「高千穂降下部隊」に配属された兄。重装備の落下傘開発に尽力した。フィリピン出撃の日。兄が乗った飛行機は実家上空で白いマフラーを落とし飛び去った〈証言 語り継ぐ戦争〉

 2021/09/19 11:00
陸軍士官学校を卒業し、入来に帰郷した尾畑耕平さん(後列左)。隣が母タケノさん
陸軍士官学校を卒業し、入来に帰郷した尾畑耕平さん(後列左)。隣が母タケノさん
■尾畑雄平さん(86)大阪府阪南市箱作

 中学卒業まで入来町副田(現・薩摩川内市)で生まれ育った。男5人、女2人の7人きょうだいの末っ子。父は私が生まれる前に亡くなった。物心ついた頃、16歳離れた四男の兄耕平は東京・市谷の陸軍士官学校にいた。学校では先生たちから「お前の兄さんは成績優秀で実に立派だった」とよく聞かされた。

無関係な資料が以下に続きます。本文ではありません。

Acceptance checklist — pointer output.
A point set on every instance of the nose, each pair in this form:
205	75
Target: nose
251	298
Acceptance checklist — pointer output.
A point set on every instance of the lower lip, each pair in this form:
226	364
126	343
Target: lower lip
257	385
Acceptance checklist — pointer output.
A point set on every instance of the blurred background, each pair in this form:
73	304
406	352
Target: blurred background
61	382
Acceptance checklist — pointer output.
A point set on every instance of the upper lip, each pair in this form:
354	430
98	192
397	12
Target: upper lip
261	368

 士官学校の卒業祝いに近所の料亭の主人が軍刀を贈ってくれることになり、一度入来に帰ってきた。私が4、5歳の頃だっただろうか。「よく勉強して立派な軍人になれ」と頭をなでられた。耕平と接した唯一の記憶だ。

 耕平は千葉・習志野の騎兵16連隊に入り、旗手を務めた。旗手に任命されるのは原則として士官学校の首席卒業者で、体格など容姿も重要視されたと最近になって知った。

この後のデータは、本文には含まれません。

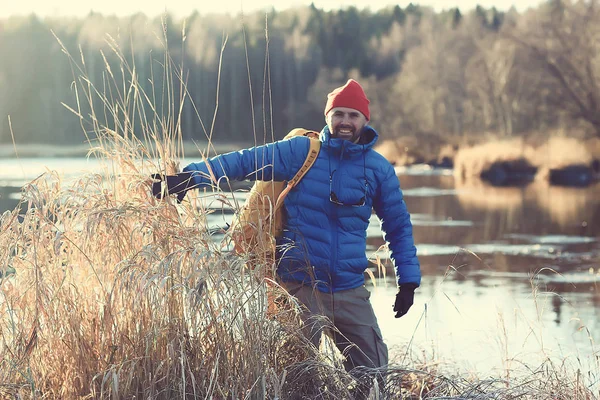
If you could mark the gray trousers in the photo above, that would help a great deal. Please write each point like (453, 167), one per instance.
(356, 334)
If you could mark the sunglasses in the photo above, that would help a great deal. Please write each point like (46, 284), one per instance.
(335, 200)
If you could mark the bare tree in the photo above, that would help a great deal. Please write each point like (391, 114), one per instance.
(564, 36)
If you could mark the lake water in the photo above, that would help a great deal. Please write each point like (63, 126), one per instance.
(510, 275)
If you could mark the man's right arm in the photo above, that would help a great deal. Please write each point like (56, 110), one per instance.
(274, 161)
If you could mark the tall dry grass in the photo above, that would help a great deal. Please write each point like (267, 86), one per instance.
(116, 294)
(107, 292)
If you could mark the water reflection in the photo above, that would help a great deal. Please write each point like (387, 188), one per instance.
(507, 272)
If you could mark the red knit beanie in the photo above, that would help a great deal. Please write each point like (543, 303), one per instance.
(350, 95)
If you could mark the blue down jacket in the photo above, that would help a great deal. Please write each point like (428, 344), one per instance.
(324, 240)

 戦局が風雲急を告げ「これからは騎馬より空」と考えたのだろうか。母タケノや長兄徹夫から聞いた話では、志願して宮崎・新田原の落下傘降下部隊(通称高千穂降下部隊)に配属された。すると当時の上司に、重装備での降下を可能にする研究を命じられた。軽装では降下中に銃撃されてしまい、機関銃を携行できるようにする必要があった。

 耕平は宮崎と市谷の陸軍本部を何度も往復しながら開発に尽力。隊員だった田中賢一氏の著書「高千穂降下部隊」には、同僚の制止に「危険を恐れて戦争ができるか」と、約30キロもある機関銃の銃身を体に縛り付け、自ら降下実験に挑んだ話が記されている。

 「あざや股関節脱臼など生傷が絶えなかった」と、耕平が当時寄宿していた家のご夫妻にも聞いた。軍は都農町にあったこの家を将官官舎として借り上げていた。

 新型落下傘が完成すると、部隊は「航空挺進(ていしん)隊」と呼ばれ、活躍した。同僚や部下が次々と前線に向かい、自身の出撃も近いと感じたのだろうか。母を官舎に招く軍事郵便が届いた。

 当時、入来から鉄道で10時間以上かかる道のり。母は落下傘に使えるようにとかき集めたありったけの絹布を持って、世話人と一緒に向かった。耕平は身辺を整理しており、寄宿先や故郷の人々に渡してほしいと形見の品を母に託した。

 母が帰ってきて程なく、フィリピンへの出撃決定を知らせる軍事郵便が届いた。「入来の上空を旋回し、マフラーを落として行く。これが母上や郷里の皆さんへの最後の別れと覚悟してほしい」との内容。それからというもの、空に爆音が響くと、母は私の手を引いて外へ出た。「耕平兄さんかも」。見上げた光景が今もくっきりと頭に浮かぶ。

 何度目か、年月日は覚えてないが、家の上空を2、3回旋回し、白いマフラーを落とした飛行機があった。マフラーを追いかけたが、飛行機の後を追うように遠くに飛んで行ってしまい、拾うことはかなわなかった。

 耕平には思い人がいた。新田原の事務所でタイピストとして働いていた女性で、相思相愛だったようだ。いよいよ出撃という時、その女性に「今日飛び立ちます」と声を掛けて立ち去ったという。後から聞いた話だ。